Hal itu diketahui Sartina dari pihak Bank pada akhir bulan Januari tahun 2023.
"Saya sendiri mendaptkan berita tersebut dari pihak Bank BRI pada akhir Januari, setelah saya melakukan clering cek sebesar 500 juta rupiah. Kliring kedua saya lakukan pada tanggal 6 februari dan ternyata cek tersebut kosong, setelah saya menanyakan pembayaran, bapak Romi Ahmed mengatakan bahwasanya barang saya dirijek dan tidak dikirim. Namun, setelah saya melakukan penelusuran kepada pembeli maupun pihak terkait, ada kabar bahwasanya barang tersebut sudah dijual senilai 2 M lebih per kontainernya dan ada 2 kontainer yang sudah dikirim, namun pengakuan dari Ahmed barang saya dirijek, " kesalnya.
Kurang yakin dengan informasi yang didapat, Sartina kembali lagi ke Bank untuk menanyakan apakah ada pembayaran terkait penjualan.
"Setelah saya melakukan penelusuran lebih lanjut kepada pihak Bank, saya mendapatkan kabar bahwa benar sudah ada pembayaran dari hawer, " cetusnya.
Merasa dirugikan dan diduga ditipu, Sartina dan orang tuanya melakukan mediasi secara kekeluargaan, namun tidak mendapatkan penyelesaian sehingga Sartina melaporkan Romi Ahmed ke Polrestabes Medan.
"Oleh karena itu saya dirugikan dan merasa ditipu. Proses mediasi pun secara kekeluargaan, namun tidak adanya titik temu. Saya membuat LP di Polrestabes Medan 16 Februari 2023, " tegasnya.
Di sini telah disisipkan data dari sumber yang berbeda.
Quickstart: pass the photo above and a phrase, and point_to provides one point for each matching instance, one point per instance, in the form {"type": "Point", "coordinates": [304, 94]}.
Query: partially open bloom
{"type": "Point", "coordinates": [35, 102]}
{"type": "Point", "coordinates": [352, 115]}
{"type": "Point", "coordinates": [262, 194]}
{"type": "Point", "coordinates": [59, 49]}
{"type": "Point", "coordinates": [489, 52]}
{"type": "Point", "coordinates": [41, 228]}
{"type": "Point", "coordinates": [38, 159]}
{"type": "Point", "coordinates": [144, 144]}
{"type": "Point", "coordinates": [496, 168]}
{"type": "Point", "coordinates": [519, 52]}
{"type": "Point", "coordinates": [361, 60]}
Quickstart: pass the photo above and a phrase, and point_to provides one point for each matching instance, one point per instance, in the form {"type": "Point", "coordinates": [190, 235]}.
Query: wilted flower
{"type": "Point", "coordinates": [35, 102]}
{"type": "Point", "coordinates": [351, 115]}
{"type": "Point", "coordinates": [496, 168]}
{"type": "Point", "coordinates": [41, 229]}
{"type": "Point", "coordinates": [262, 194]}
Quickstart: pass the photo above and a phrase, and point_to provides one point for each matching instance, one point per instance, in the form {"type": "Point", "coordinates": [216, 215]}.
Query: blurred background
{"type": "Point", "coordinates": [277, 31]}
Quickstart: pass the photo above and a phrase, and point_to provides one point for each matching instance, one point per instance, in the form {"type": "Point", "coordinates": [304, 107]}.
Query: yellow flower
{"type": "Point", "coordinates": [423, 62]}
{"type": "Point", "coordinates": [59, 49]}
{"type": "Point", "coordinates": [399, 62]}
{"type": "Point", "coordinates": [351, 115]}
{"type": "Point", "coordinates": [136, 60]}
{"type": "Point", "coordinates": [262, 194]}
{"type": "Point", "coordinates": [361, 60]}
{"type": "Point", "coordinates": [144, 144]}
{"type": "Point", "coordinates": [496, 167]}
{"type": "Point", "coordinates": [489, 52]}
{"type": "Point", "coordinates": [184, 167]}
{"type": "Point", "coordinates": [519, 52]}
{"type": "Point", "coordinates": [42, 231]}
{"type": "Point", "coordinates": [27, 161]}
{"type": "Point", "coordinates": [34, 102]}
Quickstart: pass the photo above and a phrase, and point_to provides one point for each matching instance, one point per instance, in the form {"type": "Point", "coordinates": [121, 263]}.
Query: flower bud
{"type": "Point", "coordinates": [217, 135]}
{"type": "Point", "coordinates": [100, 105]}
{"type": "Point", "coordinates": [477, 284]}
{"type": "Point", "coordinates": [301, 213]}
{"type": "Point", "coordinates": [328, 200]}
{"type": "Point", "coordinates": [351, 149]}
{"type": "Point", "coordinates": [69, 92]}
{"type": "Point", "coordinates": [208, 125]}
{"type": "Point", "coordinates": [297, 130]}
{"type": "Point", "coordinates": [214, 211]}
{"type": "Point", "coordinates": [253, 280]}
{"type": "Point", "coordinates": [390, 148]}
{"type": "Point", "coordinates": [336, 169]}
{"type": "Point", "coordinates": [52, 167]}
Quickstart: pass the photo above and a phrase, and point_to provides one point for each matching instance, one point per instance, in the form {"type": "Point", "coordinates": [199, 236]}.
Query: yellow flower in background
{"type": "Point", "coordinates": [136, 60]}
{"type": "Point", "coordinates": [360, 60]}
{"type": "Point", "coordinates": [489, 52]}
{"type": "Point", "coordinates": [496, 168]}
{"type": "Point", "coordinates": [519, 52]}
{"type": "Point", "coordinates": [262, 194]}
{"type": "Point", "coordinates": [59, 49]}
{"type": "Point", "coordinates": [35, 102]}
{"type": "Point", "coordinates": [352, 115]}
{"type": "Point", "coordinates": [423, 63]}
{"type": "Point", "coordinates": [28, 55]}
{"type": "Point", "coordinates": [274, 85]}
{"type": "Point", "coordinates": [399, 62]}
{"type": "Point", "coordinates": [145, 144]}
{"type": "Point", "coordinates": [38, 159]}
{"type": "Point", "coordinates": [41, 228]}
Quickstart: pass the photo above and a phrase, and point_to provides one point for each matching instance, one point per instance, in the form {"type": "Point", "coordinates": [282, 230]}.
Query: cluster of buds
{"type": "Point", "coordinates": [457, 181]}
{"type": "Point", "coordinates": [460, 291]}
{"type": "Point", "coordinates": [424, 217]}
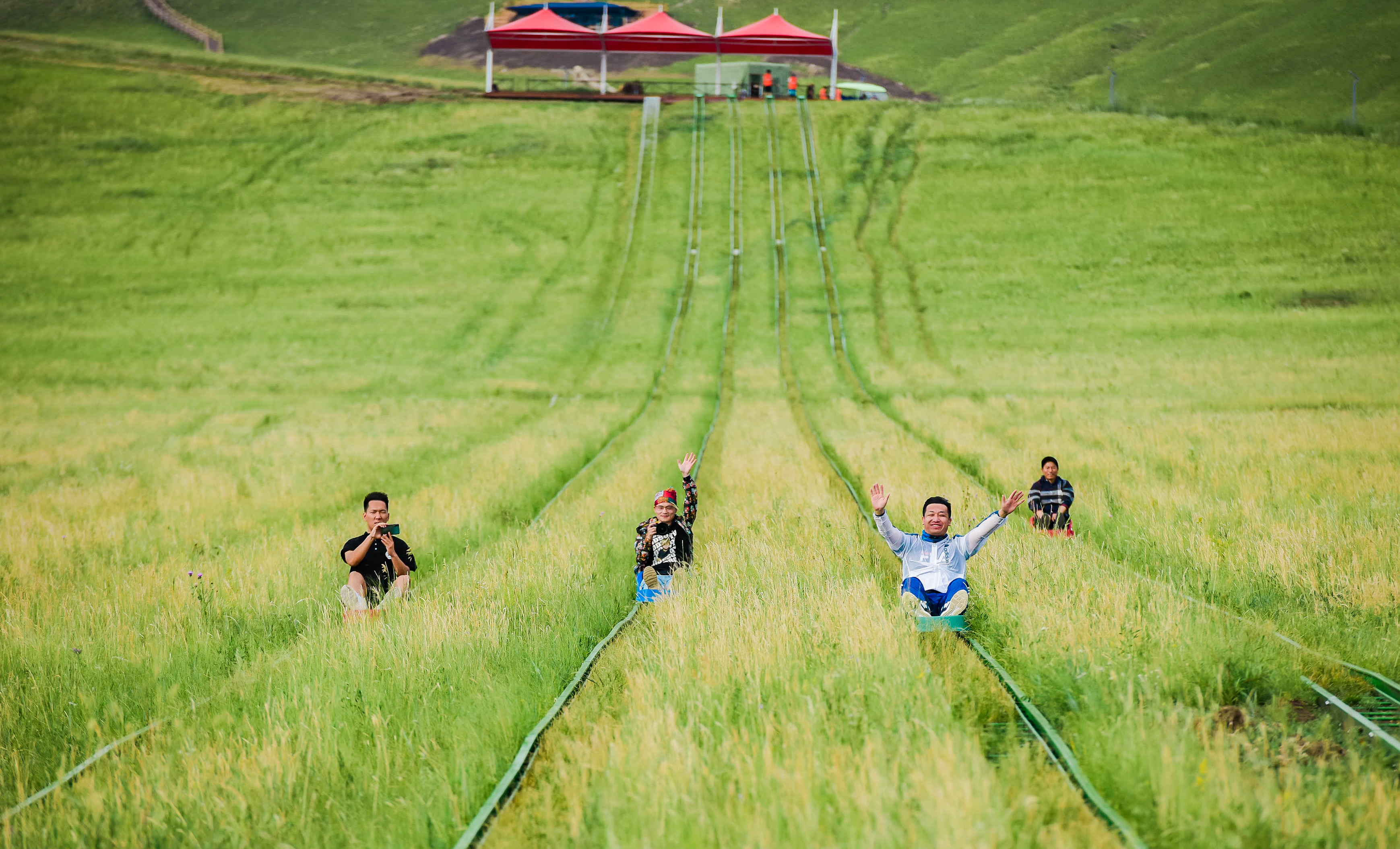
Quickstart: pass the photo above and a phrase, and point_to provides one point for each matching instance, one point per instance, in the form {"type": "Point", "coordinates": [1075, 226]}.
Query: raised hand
{"type": "Point", "coordinates": [1010, 503]}
{"type": "Point", "coordinates": [878, 498]}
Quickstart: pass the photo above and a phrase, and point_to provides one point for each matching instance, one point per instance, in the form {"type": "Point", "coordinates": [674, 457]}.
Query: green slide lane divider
{"type": "Point", "coordinates": [479, 827]}
{"type": "Point", "coordinates": [650, 113]}
{"type": "Point", "coordinates": [1055, 747]}
{"type": "Point", "coordinates": [504, 789]}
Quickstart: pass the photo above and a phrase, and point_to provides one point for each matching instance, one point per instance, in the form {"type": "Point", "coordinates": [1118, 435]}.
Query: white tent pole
{"type": "Point", "coordinates": [719, 31]}
{"type": "Point", "coordinates": [831, 93]}
{"type": "Point", "coordinates": [491, 56]}
{"type": "Point", "coordinates": [603, 66]}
Setelah melaporkan, Polrestabes Medan melakukan cek TKP di gudang Jalan Harapan Blok, Puji Mulyo, Sunggal Kabupaten Deliserdang.
"Dilakukan cek TKP oleh pihak Polrestabes Medan, Tim menyampaikan kepada mereka bahwa tidak boleh ada penggeseran atau pemindahan barang, baik sebagian ataupun seluruhnya dari CV. Boemi Coffee Indonesia, sampai ditemukan titik temu antara kami dalam pembayaran hutang tersebut, " katanya.
Diakhir penjelasannya, Sartina mendapat kabar bahwa adanya penjualan biji kopi kepada saudara BT dengan tonase sekitar 4 ton.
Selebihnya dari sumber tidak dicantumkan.